Katılımcı, Cumhuriyetin 100. Yılında Tasarımla Düşünmek

Katılımcı, Cumhuriyetin 100. Yılında Tasarımla Düşünmek

Helin Özge Orhan, Berke Kayalar, Şakir Onat Köşe ve Ali Yılmaz'ın, Cumhuriyetin 100. Yılında Tasarımla Düşünmek yarışması için hazırladığı proje önerisi.

Proje Raporu:

Tarihi bir dokuya ev sahipliği yapan topraklarda, Anadolu’nun en batısında, İzmir’de, Dokuz Eylül Üniversitesi Tınaztepe kampüsünde bulunan ve proje alanı olarak belirlenen Mimarlık Fakültesi’nin bahçesi, Türkiye Cumhuriyeti’nin ilk yüzyılının hikayesinden esinlenilen bir sahne olarak tasarlandı. Bu tasarım, geçmişin izlerini takip ederken, geleceğe bir köprü ve örnek olma amacı taşımaktadır.
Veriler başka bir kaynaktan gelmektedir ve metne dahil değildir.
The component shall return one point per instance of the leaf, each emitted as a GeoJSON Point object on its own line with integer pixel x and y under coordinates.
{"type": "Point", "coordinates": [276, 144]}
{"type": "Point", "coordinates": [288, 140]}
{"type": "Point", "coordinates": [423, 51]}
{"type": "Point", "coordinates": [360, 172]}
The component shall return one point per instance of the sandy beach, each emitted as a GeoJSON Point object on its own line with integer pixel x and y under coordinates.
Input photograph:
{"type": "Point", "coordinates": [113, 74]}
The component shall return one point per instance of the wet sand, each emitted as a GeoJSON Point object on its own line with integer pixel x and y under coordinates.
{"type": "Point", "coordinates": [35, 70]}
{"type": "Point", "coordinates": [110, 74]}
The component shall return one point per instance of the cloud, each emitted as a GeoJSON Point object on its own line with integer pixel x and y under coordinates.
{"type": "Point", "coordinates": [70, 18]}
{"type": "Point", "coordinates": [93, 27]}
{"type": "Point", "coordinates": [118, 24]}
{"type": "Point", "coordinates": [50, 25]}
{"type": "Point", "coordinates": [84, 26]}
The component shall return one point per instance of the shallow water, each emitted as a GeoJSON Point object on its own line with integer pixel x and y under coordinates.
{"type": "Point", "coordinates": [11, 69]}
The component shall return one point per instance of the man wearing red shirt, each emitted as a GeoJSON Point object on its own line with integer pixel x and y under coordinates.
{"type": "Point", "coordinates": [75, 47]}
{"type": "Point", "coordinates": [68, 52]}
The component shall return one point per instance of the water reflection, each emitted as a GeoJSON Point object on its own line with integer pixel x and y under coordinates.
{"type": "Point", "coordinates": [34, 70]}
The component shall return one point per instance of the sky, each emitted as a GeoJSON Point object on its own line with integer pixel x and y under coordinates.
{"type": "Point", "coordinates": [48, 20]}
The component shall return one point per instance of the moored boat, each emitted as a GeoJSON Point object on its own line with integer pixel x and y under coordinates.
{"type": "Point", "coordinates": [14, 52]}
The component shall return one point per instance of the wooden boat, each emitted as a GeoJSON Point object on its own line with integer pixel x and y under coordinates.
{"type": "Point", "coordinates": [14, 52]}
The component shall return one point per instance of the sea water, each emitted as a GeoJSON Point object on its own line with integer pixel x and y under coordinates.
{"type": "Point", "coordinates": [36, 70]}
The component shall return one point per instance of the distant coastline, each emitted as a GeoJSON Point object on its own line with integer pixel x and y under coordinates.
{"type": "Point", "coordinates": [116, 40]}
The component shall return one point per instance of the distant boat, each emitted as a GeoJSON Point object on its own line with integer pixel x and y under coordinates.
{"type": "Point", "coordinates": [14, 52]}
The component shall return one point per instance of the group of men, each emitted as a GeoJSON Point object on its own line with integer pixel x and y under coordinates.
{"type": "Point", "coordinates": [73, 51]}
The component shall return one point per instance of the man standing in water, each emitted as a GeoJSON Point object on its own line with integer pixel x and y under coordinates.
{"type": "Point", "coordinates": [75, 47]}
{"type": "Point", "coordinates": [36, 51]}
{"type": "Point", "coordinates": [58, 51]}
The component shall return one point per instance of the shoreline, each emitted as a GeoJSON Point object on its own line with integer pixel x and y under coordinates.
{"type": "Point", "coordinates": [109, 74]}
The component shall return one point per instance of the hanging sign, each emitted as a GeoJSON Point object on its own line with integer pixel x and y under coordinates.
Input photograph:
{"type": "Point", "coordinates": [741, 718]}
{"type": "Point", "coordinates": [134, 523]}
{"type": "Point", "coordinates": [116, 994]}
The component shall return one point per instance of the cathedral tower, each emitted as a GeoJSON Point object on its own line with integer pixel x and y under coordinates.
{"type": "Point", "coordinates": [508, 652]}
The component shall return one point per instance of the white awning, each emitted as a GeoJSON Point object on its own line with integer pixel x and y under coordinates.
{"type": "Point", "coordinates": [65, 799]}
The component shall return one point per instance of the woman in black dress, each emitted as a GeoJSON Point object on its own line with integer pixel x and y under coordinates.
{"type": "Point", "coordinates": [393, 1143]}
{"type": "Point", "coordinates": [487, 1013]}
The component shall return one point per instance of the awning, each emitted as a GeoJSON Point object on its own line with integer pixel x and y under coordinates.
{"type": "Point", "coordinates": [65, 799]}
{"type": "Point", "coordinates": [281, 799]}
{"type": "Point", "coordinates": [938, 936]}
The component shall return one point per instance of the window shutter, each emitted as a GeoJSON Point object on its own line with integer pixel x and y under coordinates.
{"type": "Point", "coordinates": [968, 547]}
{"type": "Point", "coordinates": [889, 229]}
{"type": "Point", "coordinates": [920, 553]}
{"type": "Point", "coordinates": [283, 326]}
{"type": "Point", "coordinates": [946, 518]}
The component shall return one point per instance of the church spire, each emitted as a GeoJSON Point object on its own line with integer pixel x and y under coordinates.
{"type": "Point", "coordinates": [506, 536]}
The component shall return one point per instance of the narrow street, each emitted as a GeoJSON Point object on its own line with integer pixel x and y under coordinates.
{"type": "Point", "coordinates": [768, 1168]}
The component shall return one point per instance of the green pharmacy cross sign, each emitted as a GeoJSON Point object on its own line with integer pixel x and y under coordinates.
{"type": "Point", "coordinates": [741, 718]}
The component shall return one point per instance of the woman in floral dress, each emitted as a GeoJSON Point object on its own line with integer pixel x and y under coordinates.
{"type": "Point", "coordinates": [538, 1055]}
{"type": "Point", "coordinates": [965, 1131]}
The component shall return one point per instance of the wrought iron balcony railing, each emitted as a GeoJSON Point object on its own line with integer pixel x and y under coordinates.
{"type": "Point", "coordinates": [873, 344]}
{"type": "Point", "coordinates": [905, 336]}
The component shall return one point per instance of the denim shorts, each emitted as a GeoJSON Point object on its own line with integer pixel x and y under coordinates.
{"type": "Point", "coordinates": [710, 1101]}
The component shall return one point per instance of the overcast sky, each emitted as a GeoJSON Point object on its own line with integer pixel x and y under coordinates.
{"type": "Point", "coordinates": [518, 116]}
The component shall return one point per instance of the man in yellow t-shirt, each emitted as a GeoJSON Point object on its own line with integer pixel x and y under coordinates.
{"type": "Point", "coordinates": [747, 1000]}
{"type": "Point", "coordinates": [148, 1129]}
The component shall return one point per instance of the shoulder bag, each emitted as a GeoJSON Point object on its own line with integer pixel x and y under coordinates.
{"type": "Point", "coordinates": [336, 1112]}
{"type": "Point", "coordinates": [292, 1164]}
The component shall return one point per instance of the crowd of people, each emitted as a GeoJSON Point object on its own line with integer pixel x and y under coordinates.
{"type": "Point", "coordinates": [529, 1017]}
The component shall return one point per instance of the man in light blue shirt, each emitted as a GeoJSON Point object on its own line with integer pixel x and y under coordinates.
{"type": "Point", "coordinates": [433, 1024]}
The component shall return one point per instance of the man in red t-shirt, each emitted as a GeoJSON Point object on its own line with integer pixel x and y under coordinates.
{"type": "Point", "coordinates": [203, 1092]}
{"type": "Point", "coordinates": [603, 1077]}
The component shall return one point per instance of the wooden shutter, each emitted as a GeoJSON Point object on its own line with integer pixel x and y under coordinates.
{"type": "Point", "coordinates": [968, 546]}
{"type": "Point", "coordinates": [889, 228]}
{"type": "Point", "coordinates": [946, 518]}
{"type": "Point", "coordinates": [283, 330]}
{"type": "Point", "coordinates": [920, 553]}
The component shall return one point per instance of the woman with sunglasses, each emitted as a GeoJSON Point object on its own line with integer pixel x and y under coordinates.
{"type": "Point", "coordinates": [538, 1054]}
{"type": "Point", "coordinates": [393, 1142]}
Mimarlık, sanat ve kültürün kesişim noktasında, bu bahçe sadece bir mekan olarak değil, bir ayna olarak tasarlanmıştır. Türkiye Cumhuriyeti’nin ilk yüzyılının, Mustafa Kemal Atatürk’ün inkılapları ile nasıl hızlı ve güçlü şekilde geliştiğinin bir aynası. Bu nedenle projede, bu ilk yüzyılın bitişini onurlandırırken, ikinci yüzyılın kapılarını aralamak amaçlanmıştır. Türkiye’nin, İzmir’in ve Dokuz Eylül Üniversitesi’nin mimari, kültürel ve sosyolojik gelişmişlikleri, bu bahçede bir araya gelerek, geleceğe ilham veren bir deneyim yaratmayı amaçlamaktadır.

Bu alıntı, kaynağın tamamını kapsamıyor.